花曇りの三月にふとした気まぐれで晴れた夜空、まだ彼らが残ってくれている夜道を顎を上げて目薬のように光を目に差し入れながら歩いている。地上にあるものを表皮に括り付けられるほど凄まじい速度で地球の方が回転しているのだそうだが、電車で行き来する家と会社の位置が帰宅する度に数センチずつ移動して気づくと日本の土地からはみ出て海に落ちてしまうことは無いのでむしろ、地上から見上げる空の方が模様を付けたカーテンを引きあけるように動いていると感じてしまうのは仕方がないのかもしれない。

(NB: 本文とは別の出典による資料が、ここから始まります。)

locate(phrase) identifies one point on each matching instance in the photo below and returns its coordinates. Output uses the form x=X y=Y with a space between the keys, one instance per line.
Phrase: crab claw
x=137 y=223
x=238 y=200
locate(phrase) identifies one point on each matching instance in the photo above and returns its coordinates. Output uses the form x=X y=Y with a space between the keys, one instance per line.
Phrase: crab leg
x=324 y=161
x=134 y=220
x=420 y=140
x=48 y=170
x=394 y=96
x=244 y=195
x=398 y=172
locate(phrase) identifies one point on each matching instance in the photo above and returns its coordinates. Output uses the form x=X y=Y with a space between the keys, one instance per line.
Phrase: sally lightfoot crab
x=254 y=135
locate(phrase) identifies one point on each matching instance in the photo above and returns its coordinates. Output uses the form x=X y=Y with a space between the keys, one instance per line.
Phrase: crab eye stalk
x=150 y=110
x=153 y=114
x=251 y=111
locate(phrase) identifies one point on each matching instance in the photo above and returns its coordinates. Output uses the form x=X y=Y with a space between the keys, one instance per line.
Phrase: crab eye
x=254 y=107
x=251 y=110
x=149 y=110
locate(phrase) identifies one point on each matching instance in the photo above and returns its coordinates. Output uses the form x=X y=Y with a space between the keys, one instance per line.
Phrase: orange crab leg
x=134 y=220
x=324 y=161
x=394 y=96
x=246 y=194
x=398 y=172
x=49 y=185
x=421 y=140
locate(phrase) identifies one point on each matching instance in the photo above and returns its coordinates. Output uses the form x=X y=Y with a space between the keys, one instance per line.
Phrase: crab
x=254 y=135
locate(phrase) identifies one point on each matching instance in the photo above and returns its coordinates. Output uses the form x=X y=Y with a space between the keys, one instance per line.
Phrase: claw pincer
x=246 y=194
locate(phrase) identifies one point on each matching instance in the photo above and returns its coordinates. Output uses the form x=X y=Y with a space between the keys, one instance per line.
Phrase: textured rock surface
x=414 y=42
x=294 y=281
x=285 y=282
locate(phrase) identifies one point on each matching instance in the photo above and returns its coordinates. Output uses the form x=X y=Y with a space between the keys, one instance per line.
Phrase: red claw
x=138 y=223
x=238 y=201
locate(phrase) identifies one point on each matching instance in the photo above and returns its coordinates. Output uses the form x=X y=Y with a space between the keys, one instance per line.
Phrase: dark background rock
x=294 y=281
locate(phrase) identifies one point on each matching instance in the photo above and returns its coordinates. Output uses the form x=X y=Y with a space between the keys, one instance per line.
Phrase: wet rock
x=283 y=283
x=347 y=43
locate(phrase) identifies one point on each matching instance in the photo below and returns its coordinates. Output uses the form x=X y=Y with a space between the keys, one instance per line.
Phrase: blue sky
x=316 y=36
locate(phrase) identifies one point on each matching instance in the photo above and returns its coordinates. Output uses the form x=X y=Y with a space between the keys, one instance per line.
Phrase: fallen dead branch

歩いてしばらく道路を三本通り抜けるとぎょしゃ座の足が公園の真ん中に立つ欅の大木のてっぺんに輝いた。おうし座のアルデバランの赤い光を西に見送り星座早見盤を春へと回し直す。日を追うという文字通り春の日の光を目指しておうし座は西を目指し、その後に控える夏の日差しを待ちうけるしし座のレグルスとかに座の星団が夜風にくるまれて春の夜の中天へ浮かび上がってくる予定だ。時々雲間から東の空に光る何かを目を凝らして、飛行機でないことを確かめて、ほっと息を吐くと右肩の後ろにシリウスが冬の名残の光を投げかけていた。